In this section, there was also an agreement reached today. The general consensus was endangered until the end, because the EU wanted to take out the reference to "highest ethical standards" for media.
"We reaffirm our commitment to the principles of freedom of the press and freedom of information, as well as those of the independence, pluralism and diversity of media, which are essential to the information society. Freedom to seek, receive, impart and use information for the creation, accumulation and dissemination of knowledge are important to the Information Society. We call for the responsible use and treatment of information by the media in accordance with the highest ethical and professional standards. Traditional media in all their forms have an important role in the Information Society and ICTs should play a supportive role in this regard. Diversity of media ownership should be encouraged, in conformity with national law, and taking into account relevant international conventions. We reaffirm the necessity of reducing international imbalances affecting the media, particularly as regards infrastructure, technical resources and the development of human skills."
Still Open: Finance
There was significant movement earlier today, when Senegal and Japan came up with a joint proposal on this issue. It took note "on the one hand, of the willingness of some countries to create a voluntary digital solidarity fund, and on the other hand, of the willingness of others to join in a the feasibility studies of the creation of such a fund." This was not greeted with too much excitement. But it was an important move, because if Japan is going along with Senegal as one of the main supporters of such a fund, it is harder for the EU to maintain their opposition.

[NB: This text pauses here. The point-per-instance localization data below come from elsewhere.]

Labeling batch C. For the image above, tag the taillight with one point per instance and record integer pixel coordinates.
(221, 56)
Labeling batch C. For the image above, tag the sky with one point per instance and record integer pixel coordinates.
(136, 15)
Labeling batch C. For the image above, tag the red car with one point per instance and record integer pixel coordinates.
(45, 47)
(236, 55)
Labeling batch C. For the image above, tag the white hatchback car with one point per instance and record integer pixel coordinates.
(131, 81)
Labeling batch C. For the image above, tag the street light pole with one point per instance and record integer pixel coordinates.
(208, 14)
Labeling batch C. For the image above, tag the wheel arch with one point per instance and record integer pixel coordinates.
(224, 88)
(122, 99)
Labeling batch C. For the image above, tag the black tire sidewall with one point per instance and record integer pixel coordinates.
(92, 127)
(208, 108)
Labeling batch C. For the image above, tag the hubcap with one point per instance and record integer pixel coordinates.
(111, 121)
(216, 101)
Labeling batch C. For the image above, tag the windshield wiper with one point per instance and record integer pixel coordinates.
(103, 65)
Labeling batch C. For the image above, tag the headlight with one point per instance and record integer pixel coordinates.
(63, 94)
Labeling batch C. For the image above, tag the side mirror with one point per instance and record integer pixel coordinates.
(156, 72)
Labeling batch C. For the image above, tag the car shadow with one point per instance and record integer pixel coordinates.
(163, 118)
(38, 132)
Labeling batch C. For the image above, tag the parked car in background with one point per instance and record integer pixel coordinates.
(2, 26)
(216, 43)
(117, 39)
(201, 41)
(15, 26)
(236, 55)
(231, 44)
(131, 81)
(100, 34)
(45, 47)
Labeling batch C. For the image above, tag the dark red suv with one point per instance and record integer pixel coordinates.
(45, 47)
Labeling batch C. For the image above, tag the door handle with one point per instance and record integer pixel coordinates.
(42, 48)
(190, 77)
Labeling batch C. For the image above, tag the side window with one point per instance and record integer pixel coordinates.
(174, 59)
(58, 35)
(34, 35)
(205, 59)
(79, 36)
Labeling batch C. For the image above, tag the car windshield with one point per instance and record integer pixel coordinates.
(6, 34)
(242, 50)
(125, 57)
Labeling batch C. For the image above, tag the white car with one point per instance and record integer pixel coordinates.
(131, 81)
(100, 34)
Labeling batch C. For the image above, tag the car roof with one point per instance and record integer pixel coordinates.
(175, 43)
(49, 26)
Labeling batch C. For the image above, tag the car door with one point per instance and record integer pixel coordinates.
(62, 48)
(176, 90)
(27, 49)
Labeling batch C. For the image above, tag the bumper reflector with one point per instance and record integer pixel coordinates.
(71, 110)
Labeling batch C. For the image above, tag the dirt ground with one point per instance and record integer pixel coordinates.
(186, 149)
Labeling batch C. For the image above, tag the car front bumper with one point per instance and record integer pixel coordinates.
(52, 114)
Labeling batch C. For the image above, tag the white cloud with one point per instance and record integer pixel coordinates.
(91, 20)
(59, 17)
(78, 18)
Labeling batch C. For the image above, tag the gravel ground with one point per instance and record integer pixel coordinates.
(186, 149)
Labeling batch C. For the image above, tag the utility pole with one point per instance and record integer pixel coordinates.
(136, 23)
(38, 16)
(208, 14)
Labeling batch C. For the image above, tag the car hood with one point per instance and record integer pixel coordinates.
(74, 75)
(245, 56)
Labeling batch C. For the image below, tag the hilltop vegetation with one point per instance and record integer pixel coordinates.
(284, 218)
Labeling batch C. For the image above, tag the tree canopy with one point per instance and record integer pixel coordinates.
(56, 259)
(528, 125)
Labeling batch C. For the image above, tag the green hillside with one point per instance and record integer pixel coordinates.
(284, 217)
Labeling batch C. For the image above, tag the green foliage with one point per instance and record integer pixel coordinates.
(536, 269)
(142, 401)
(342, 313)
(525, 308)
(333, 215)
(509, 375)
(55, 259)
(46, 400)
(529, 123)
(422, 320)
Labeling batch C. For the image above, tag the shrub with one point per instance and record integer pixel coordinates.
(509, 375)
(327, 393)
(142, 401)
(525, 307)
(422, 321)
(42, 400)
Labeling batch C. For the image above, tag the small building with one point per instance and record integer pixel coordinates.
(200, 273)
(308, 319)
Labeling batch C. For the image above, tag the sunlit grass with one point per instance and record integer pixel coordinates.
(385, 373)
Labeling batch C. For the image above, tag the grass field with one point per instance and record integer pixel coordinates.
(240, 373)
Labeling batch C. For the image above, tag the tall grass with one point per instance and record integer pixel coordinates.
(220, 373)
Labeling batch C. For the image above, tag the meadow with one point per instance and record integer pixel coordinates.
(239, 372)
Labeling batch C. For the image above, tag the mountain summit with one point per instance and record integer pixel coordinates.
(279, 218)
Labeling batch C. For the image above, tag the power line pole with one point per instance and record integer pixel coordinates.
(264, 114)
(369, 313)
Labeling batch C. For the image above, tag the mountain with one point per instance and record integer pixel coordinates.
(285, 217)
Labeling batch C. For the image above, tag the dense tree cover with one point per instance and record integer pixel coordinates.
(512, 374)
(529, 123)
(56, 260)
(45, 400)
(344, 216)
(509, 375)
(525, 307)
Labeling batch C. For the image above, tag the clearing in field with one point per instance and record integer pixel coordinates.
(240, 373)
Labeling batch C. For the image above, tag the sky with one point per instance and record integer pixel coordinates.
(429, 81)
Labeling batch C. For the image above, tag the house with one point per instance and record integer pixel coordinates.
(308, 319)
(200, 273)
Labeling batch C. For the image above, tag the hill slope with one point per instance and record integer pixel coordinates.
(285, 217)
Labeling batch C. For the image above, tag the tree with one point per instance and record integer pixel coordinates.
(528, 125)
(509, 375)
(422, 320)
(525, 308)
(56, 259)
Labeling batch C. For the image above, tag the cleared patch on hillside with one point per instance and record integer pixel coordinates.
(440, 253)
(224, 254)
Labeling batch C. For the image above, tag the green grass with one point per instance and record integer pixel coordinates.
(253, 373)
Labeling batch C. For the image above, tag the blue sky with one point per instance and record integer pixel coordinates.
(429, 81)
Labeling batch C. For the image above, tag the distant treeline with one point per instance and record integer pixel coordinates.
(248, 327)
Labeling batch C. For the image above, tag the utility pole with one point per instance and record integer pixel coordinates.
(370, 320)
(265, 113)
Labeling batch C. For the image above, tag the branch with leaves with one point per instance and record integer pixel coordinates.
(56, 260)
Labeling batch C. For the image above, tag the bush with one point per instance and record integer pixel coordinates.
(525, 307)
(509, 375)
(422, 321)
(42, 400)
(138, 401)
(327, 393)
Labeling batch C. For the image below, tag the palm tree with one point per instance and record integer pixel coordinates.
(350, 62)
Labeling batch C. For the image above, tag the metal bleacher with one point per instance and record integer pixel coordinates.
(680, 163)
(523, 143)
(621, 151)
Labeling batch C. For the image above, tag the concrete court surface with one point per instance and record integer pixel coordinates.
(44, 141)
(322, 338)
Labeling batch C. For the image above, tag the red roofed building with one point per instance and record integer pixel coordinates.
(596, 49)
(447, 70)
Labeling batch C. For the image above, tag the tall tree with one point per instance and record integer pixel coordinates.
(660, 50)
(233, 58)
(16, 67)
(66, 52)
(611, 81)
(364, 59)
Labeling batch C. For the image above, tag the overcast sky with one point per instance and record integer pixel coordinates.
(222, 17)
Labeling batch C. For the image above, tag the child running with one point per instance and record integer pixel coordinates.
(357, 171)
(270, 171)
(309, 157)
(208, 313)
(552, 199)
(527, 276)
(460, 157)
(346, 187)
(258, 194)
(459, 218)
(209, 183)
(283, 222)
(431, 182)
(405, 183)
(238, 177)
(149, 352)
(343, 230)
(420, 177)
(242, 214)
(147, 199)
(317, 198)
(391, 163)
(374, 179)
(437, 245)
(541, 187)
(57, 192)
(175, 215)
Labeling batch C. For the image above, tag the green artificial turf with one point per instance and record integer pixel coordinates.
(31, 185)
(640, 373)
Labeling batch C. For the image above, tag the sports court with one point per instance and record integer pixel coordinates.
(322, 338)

This afternoon, there was a meeting between the European Union and the African Group, that still ended without a solution. There was a "clear division between the South and the North", as a delegate from Rwanda put in the evening plenary. The meeting went back to the text of the Swiss "non-paper" in the end and modified it. In the evening plenary, there was a long discussion and another series of informal consultations on this, but no consensus could be reached. There will be more consultations on this issue on Tuesday, 8th December, from 9:00 to 12:00 in the morning.
At the moment, it looks like the whole summit agreement is depending on the German government. All other issues have been more or less solved. The remaining conflict is between the EU and the African Group over mentioning a "digital solidarity fund". The EU is massively blocked by Germany here, specifically the German ministry of finance. They currently do not have a delegate here in Geneva. It remains to be seen if the minister for economics and labour, Wolfgang Clement, who will lead the German delegation at the summit, has a mandate for deciding on this matter. It would be terribly difficult to sell to the public why the whole summit can fail reaching an agreement over an explicitly "voluntary" measure.